Nous recueillons dans le département, environ 100 000 observations par an sur la base de données Faune Tarn-Aveyron. Des observations « opportunistes », sans protocole particulier, qui nous sont transmises via notre site internet. Nous avons également en Aveyron 10 carrés « STOC-EPS » qui permettent d’alimenter les données du CNRS. Et 41 jardins suivis dans le cadre de l’opération « Oiseaux des jardins » dont les propriétaires comptabilisent précisément les espèces en présence. Ceci nous permet aujourd’hui de parler d’un déclin de ces espèces mais il ne s’agit malheureusement que de la partie immergée de l’iceberg.

C’est-à-dire ?

En plus de cette étude, une autre, plus ancienne, a démontré l’incroyable dégradation de la biomasse dans des milieux protégés. Cette étude, allemande, démontre que la population d’insectes sur ces territoires a diminué de 67 % entre 1990 et 2007. Ceci, je le répète, sur des aires protégées donc privilégiées ! Et là où c’est inquiétant, c’est qu’aucun facteur extérieur « localisé » n’a permis d’expliquer ce déclin. C’est très inquiétant. Il suffit d’ailleurs de rouler de nuit avec sa voiture pour en faire l’expérience. Rares sont aujourd’hui les automobilistes à retrouver des insectes sur leur pare-brise !

Quels sont les facteurs de cette extinction ?

C’est une diminution lente et progressive mais bien réelle. Et c’est tout aussi alarmant : plus du tiers des oiseaux ont disparu ces vingt-cinq dernières années. Et c’est une diminution généralisée à l’échelle nationale et européenne. L’intensification de l’agriculture et le recours aux pesticides expliquent évidemment ce déclin même s’il faut le reconnaître que l’agrochimie n’est, heureusement, en Aveyron pas aussi importante que dans les plaines de la Beauce. Je pense aussi sur ce point qu’il y a une sensibilisation à faire auprès des particuliers...
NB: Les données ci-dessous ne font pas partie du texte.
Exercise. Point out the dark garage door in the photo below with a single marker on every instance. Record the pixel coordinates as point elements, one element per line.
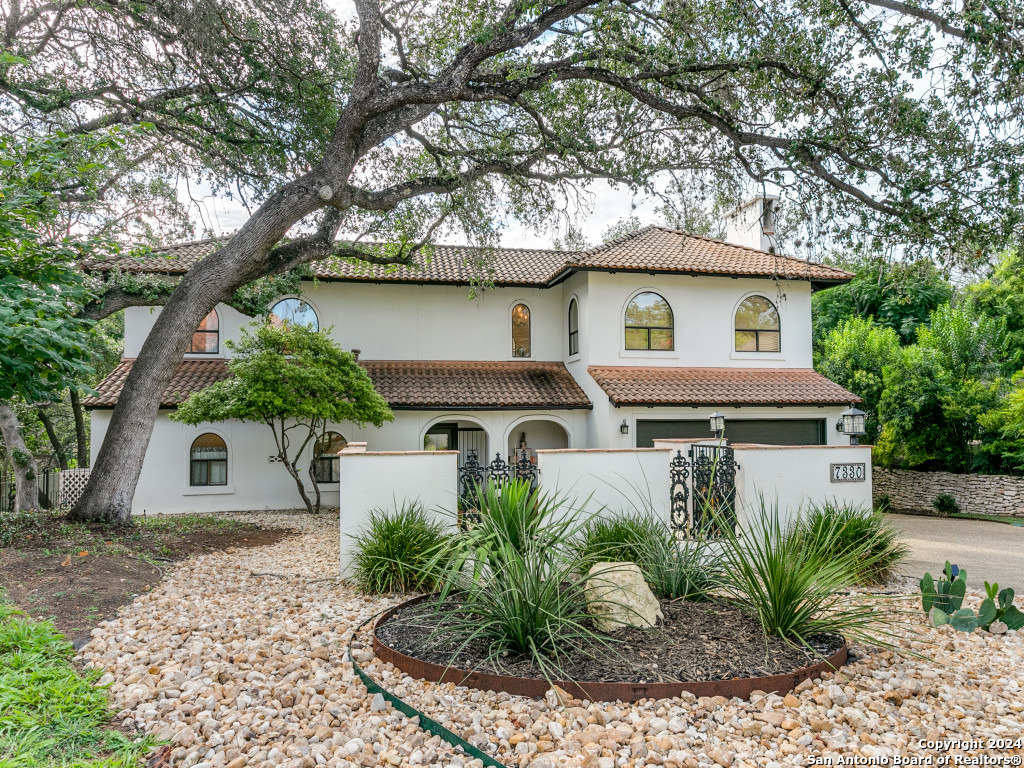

Il y a aussi la problématique liée à l’artificialisation de sol et à la pression foncière sur la nature. On sait par exemple qu’une aire de regroupement de l’Oedicnème criard était située à la sortie de Sébazac, là où est aujourd’hui implanté l’enseigne Décathlon... Pour certaines espèces, comme les hirondelles par exemple, on remarque également une disparition de l’habitat. Rares sont aujourd’hui les granges « à l’ancienne », ouvertes, où les hirondelles avaient l’habitude de nicher. Et puis elles se nourrissent de petits insectes volants, qui ont pratiquement disparu dans les campagnes.

En tant que grand défenseur de la nature quel est votre état d’esprit ?

Quarante après la première candidature écologiste à la présidentielle, les intuitions et avertissements de René Dumont sont toujours d’actualité. Les choses ne vont pas dans le bon sens, et ce malgré la prétendue prise en compte de la problématique par les particuliers et les décideurs. Une prise en compte de façade selon moi. J’ai souvent à l’esprit l’image d’un mur sur lequel on enlève une pierre par-ci, par-là. Pour l’instant le mur tient mais jusqu’à quand ? La crainte est aujourd’hui de voir tout d’effondrer.